Episode 9 Redirection and substitution

We explore some more shell basics including redirection to and from files, and command substitution. This feature allows the output of one command to be used as parameters of another command.

22 September 2015

[Rhythmic, dark electronic intro music]

League

Welcome back to Command Line TV, this is episode 9.

Today we’re going to talk about redirection and command substitution.

Do you have any follow-up from last time?

Lopes

Last time we did installing programs and package management.

My one question is we used apt-get upgrade and apt-get update

can we run apt-get upgrade without running update or will that cause any conflicting issues?

League

You can run upgrade by itself – normally you would run update and then upgrade together.

It’s fine to run upgrade by itself but what it will do is only upgrade

packages that it already knows about. What’s happening is the ‘apt’ subsystem keeps a package cache.

So it knows the last time it did an update, what were the versions of all

the packages that were available. And upgrade will look at that package

cache and upgrade anything that can be upgraded. But unless you update,

you’re not getting the freshest stuff, you’re just getting the stuff from the previous update.

So it’s fine to do that, it doesn’t hurt anything – you just might not be getting the very latest.

Lopes

I guess the last question we have would be in terms of uninstalling a package?

What’s the proper way of doing that so there are no conflicts?

League

So when you want to uninstall something, there are a couple of options.

The simplest is, if you do apt-get and then the command remove.

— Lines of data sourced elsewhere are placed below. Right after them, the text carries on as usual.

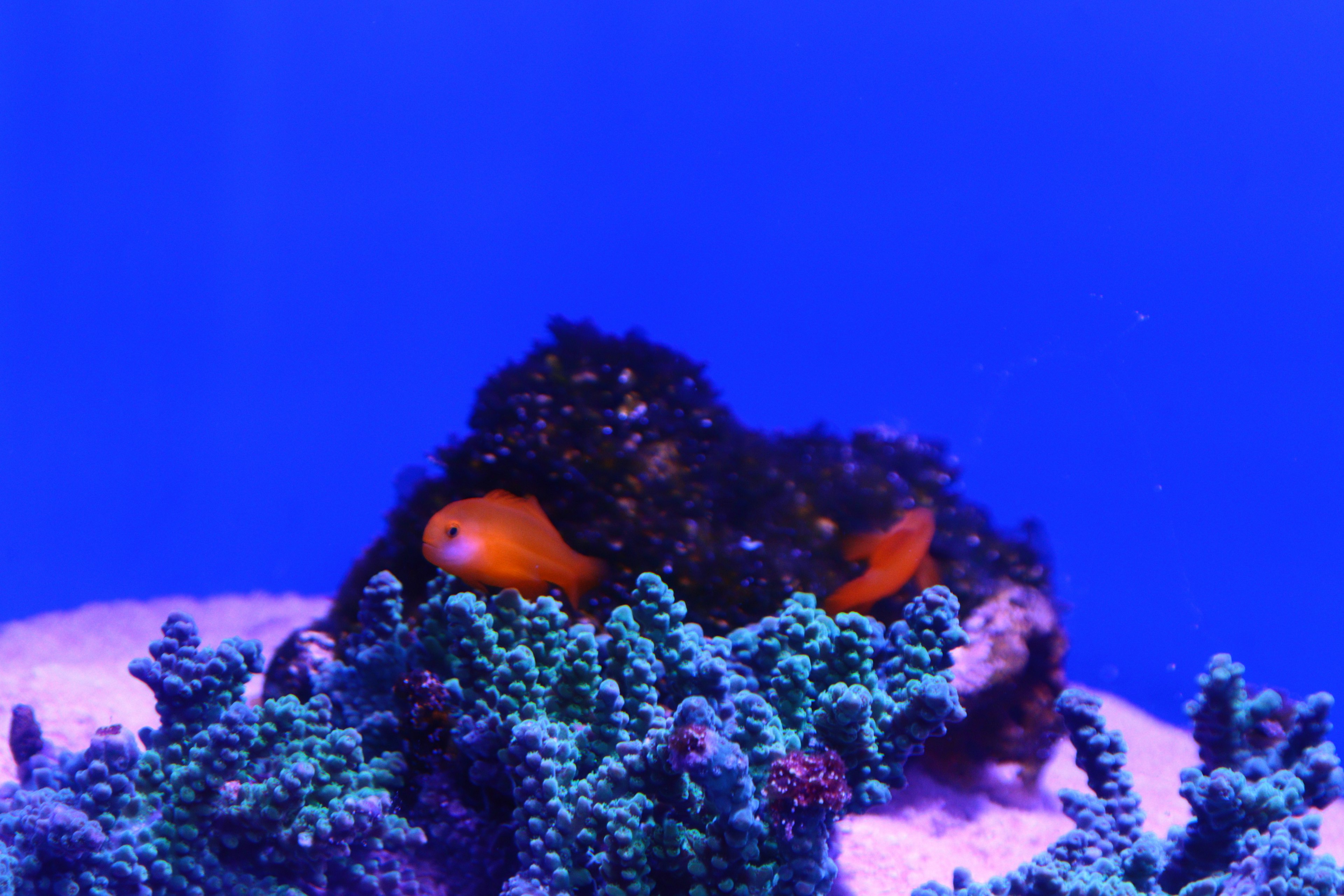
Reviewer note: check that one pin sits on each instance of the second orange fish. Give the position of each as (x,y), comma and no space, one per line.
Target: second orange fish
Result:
(894,558)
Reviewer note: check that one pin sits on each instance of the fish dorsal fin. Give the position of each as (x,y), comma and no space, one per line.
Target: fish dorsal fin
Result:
(861,547)
(910,537)
(527,506)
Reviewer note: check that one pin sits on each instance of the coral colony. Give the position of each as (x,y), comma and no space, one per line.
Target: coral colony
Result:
(495,749)
(635,460)
(437,739)
(500,749)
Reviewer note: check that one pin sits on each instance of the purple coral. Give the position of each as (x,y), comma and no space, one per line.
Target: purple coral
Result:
(693,747)
(802,784)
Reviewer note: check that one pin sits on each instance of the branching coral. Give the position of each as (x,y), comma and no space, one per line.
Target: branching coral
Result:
(226,798)
(638,463)
(1267,763)
(648,758)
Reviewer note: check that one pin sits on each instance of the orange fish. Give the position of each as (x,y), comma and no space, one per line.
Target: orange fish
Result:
(506,542)
(894,558)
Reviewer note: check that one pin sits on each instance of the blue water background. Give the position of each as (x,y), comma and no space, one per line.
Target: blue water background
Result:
(257,257)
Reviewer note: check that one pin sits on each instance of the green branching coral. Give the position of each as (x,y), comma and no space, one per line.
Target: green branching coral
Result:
(640,760)
(226,798)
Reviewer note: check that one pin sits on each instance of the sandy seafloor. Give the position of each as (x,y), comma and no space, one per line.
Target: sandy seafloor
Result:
(72,668)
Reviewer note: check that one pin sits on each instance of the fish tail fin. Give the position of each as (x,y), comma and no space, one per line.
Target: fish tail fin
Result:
(857,596)
(588,574)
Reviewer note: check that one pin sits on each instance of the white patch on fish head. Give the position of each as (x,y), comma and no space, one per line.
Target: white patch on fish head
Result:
(451,543)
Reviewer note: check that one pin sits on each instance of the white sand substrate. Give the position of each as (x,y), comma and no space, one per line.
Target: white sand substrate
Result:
(72,668)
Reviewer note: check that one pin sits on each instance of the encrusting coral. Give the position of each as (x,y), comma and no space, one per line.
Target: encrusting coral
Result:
(636,461)
(541,757)
(1265,765)
(225,800)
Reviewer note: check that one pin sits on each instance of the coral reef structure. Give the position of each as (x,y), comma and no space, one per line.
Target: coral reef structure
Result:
(638,463)
(494,747)
(225,798)
(1265,765)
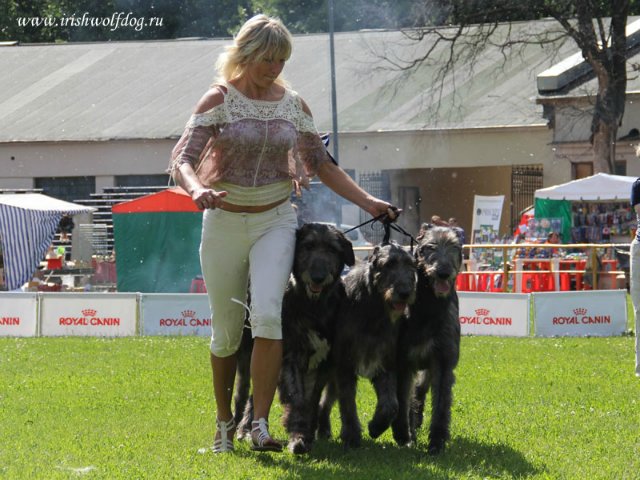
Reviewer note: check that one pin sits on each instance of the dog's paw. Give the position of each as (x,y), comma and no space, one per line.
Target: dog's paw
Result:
(324,430)
(298,445)
(351,441)
(436,446)
(403,437)
(377,428)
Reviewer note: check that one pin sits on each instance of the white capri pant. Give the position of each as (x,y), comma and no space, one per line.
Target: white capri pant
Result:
(634,290)
(234,248)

And then you put the name of a package, or multiple packages –

apt-get remove imagemagick

so maybe we want to remove imagemagick. This will remove that package and

delete the files from the system. However, it does leave behind the

configuration files for imagemagick. So the thinking is that –

if you install it, and maybe you customized the installation of this package in some way,

by editing some of the configuration files – it doesn’t want to remove your customization,

because if you install it again later, then maybe you want to keep the way it was customized.

So remove removes most of the stuff but it leaves behind a little bit.

An alternative to that is purge. This will remove the package as well as

all the configuration files, even if you made changes to them.

apt-get purge imagemagick

So if you really want to be sure that everything is gone, then purge works fine.

And then we saw there are cases of dependencies, right.

Sometimes when you install a package, it brings along some other packages

that it needs as dependencies. So just uninstalling imagemagick doesn’t

necessarily remove all those dependencies. And there’s another command you

can run called autoremove. You don’t need to put a package name here,

apt-get autoremove

it’s just that whenever you run autoremove, it’ll look for any packages

that are no longer required by other packages that you’ve installed.

So if imagemagick needed some library that nobody else needs, it can remove that.

If some other package does still need that library, then it will keep it.

So it’s very smart about managing these kinds of shared dependencies and conflicts and so on.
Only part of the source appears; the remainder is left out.